Temporary barriers installed to stop offenders from dumping waste at a fly-tipping hotspot were quickly vandalised, and levels of rubbish have hit new highs.
Rob Skinner, from Telford, was dismayed to see the 'industrial levels' of fly-tipping return to the layby on the A4169 Ironbridge bypass on Buildwas Bank.
He repeatedly reported the dumping of waste at the layby to Shropshire Council last year, with the authority stating it had been regularly removing rubbish from this location.
Now Rob says levels of litter are higher than they've ever been.
"I went into the woods to see how far it goes and it's spilling so far down the hill," he said.
"It's a horrendous problem, a massive environmental issue."

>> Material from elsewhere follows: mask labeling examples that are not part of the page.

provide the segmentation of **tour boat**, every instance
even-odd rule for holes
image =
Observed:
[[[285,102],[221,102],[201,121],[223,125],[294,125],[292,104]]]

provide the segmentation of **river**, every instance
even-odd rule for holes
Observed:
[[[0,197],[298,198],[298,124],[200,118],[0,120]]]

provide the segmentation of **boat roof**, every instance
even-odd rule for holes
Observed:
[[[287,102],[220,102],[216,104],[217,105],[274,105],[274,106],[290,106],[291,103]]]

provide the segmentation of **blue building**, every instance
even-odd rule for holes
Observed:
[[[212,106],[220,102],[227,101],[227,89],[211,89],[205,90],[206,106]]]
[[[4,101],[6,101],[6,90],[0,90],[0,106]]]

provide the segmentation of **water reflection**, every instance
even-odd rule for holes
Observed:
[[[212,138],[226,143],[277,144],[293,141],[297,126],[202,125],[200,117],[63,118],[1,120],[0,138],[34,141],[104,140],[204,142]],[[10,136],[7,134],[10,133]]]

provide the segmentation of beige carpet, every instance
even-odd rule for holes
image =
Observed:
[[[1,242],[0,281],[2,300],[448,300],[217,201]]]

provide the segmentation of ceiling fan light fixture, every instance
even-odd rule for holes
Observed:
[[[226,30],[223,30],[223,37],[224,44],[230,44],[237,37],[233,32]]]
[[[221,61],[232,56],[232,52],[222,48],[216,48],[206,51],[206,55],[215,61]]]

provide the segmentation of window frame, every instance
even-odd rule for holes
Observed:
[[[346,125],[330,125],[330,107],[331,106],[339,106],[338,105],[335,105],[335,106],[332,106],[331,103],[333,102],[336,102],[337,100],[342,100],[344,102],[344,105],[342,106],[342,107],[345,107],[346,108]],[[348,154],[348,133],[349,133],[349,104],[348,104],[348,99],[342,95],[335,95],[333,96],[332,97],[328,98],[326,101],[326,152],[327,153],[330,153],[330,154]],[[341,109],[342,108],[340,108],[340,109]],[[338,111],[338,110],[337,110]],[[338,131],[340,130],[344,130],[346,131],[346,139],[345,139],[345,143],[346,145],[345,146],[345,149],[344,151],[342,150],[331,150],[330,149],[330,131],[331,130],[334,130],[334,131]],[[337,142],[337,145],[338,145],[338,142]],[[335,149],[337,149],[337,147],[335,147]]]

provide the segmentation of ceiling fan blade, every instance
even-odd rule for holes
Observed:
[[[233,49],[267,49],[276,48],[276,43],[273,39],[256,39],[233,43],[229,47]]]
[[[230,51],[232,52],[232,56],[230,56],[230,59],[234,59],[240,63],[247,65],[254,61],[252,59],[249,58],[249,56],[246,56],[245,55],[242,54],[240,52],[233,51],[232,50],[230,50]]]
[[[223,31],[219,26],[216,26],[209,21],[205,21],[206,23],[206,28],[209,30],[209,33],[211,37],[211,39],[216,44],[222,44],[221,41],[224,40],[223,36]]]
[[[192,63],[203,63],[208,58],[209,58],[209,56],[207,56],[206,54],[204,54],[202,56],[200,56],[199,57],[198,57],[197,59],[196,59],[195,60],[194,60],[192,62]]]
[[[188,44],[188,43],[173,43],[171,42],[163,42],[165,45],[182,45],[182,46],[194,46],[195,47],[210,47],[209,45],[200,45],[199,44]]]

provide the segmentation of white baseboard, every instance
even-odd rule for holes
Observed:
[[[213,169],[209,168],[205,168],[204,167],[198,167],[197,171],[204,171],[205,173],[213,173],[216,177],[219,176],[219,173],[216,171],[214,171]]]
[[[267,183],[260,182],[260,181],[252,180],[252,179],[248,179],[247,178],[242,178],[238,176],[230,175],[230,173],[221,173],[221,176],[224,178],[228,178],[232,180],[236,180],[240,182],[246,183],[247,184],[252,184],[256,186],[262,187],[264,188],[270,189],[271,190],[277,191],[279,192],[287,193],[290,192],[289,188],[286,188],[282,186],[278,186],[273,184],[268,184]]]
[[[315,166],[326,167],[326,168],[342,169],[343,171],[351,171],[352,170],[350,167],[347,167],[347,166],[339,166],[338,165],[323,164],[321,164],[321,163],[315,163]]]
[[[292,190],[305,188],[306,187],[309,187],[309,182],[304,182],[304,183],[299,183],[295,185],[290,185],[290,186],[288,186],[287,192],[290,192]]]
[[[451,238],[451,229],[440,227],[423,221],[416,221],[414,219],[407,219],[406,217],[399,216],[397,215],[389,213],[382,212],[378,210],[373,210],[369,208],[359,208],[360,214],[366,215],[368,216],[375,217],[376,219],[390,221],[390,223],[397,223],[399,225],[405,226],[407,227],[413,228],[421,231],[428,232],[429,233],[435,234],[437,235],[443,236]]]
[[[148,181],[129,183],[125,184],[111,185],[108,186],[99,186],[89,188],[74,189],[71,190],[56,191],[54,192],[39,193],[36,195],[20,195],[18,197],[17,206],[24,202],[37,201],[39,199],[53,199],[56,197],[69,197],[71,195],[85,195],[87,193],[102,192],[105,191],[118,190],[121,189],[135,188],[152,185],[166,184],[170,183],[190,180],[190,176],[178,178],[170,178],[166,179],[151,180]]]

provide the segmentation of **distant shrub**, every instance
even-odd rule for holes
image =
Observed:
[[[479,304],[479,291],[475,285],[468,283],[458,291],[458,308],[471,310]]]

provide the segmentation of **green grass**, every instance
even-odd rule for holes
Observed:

A spokesperson from Shropshire Council said: “In 2021, in an attempt to block fly tippers’ access to the layby, highways staff closed it with temporary barriers. Unfortunately, it was not long after the barriers went in that they were vandalised, damaged and had to be removed.
“The fly tipping has indeed increased, and highways and streetscene colleagues are working together to seek a more permanent solution.”
Rob, a member of various litter-picking groups around Telford, said cameras and prosecution were the only options to solve the issue.
"The council can keep clearing up rubbish and volunteers can do their bit but it's only scratching the surface," he said.
"It'll be cleared up then a few months later there will be even more rubbish.
"This layby needs a camera, the authorities need to catch people and stop them. Until people are caught, it will keep happening."
The latest figures show local authorities in England dealt with 1.13 million fly-tipping incidents in 2021, an increase of 16 per cent from the 980,000 reported in 2020.
Despite this, the number of court fines issued decreased by 51 per cent in the same period.